Cinema com Rapadura

OPINIÃO   quinta-feira, 23 de junho de 2016

Clarisse ou Alguma Coisa Sobre Nós Dois (2015): Bergman e Miike se encontram

Longa do cearense Petrus Cariry é um estudo psicológico de personagem que flerta com o horror surrealista para explorar a sua protagonista.

imageÉ com uma explosão de este “Clarisse ou Alguma Coisa Sobre Nós Dois” começa e é assim que ele pode ser definido. Mais recente trabalho do cineasta cearense Petrus Cariry, o longa pode ser descrito como um terror emocional, uma aterrorizante viagem em uma mente atormentada por perda, dor, doença e morte.

Essa jornada não ocorre com alguém previamente atormentado, mas com uma pessoa “comum”, alguém com quem podemos cruzar no supermercado ou no colégio, pegando os filhos, o que torna a situação mais próxima de nós e, por consequência, mais angustiante.

Na trama, Clarisse (Sabrina Greve) vive uma vida sem paixão ou prazeres. Quando, por força dos negócios que seu marido estrangeiro (David Wendefilm) tem com o seu adoentado e idoso pai (Everaldo Pontes), ela é forçada a visitá-lo em sua reclusa casa no interior, Clarisse confronta antigos fantasmas do seu passado, em um lugar que só lhe evoca memórias sombrias, especialmente referente às perdas de sua mãe e irmão.

A obra concebida por Petrus, com roteiro escrito por ele, seu pai, o também cineasta Rosemberg Cariry, e Firmino Holanda, é tão intrincada, que as duas maiores referências mostradas na tela são completamente dissipares, mas aqui tornam-se complementares.

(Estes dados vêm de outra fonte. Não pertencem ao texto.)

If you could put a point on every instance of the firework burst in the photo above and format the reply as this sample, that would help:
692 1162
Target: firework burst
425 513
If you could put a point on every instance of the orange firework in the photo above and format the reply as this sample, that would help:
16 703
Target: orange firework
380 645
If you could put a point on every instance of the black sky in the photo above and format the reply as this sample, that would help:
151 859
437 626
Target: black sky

É possível ver a influência do cinema psicológico de Ingmar Bergman (especialmente “Gritos e Sussurros“) na obra, com Cariry se apropriando (no bom sentido) do foco no estado mental dos personagens, em detrimento de uma narrativa mais realista.

O lidar com a morte (presente, passada e futura), os espectros de erros e abandonos pretéritos, a frieza quase patológica na relação entre Clarisse e seu pai criam um ambiente cheio de rancor que se manifesta no design de produção e fotografia, em uma estética opressora e vanguardista que remete ao ídolo do horror nipônico Takashi Miike que transforma a casa, do idoso, no ponto de vista da protagonista, em um mausoléu assombrado, um lugar opressor e assustador onde é impossível sentir qualquer alegria e até mesmo as memórias de infância são transformadas em combustível para mais dor – não à toa o hobby do pai de Clarisse é a taxidermia, mostrando-o cercado de morte o tempo todo.

Nisso, tecnicamente, o longa é perfeito no que se propõe. A fotografia, assinada pelo próprio diretor, cria um mundo sombrio através de uma paleta de cores escura e triste só apresentando maior “vida” na presença do sangue, destacando-se uma incrível cena no corredor da casa que merece palmas. Os planos do longa são predominantemente fechados e estáticos, o que ressalta o caráter claustrofóbico da trama. A montagem, feita por Petrus e Firmino Holanda, também eleva a qualidade da narrativa, merecendo destaque aqui o raccord maravilhoso que abre a projeção.

Nada disso funcionária não fossem as atuações arrebatadoras de Sabrina Greve e Everaldo Pontes. Ambos os atores desempenham seus papéis com uma entrega desprovida de vaidade, em interpretações apaixonadas nas quais podemos pintar o quadro familiar de Clarisse e seu pai apenas pelas inflexões de suas falas. Todo o contexto trágico entre os personagens, explicitado pelo roteiro, é reforçado pela dor contida nas vozes dos atores.

As duas cenas de sexo que encapsulam a trama principal retratam muito bem a jornada da protagonista. O sangue, no universo feminino, indica simultaneamente dor e mudança, mas aqui também mostra que, ao menos por enquanto, ainda há vida em Clarisse.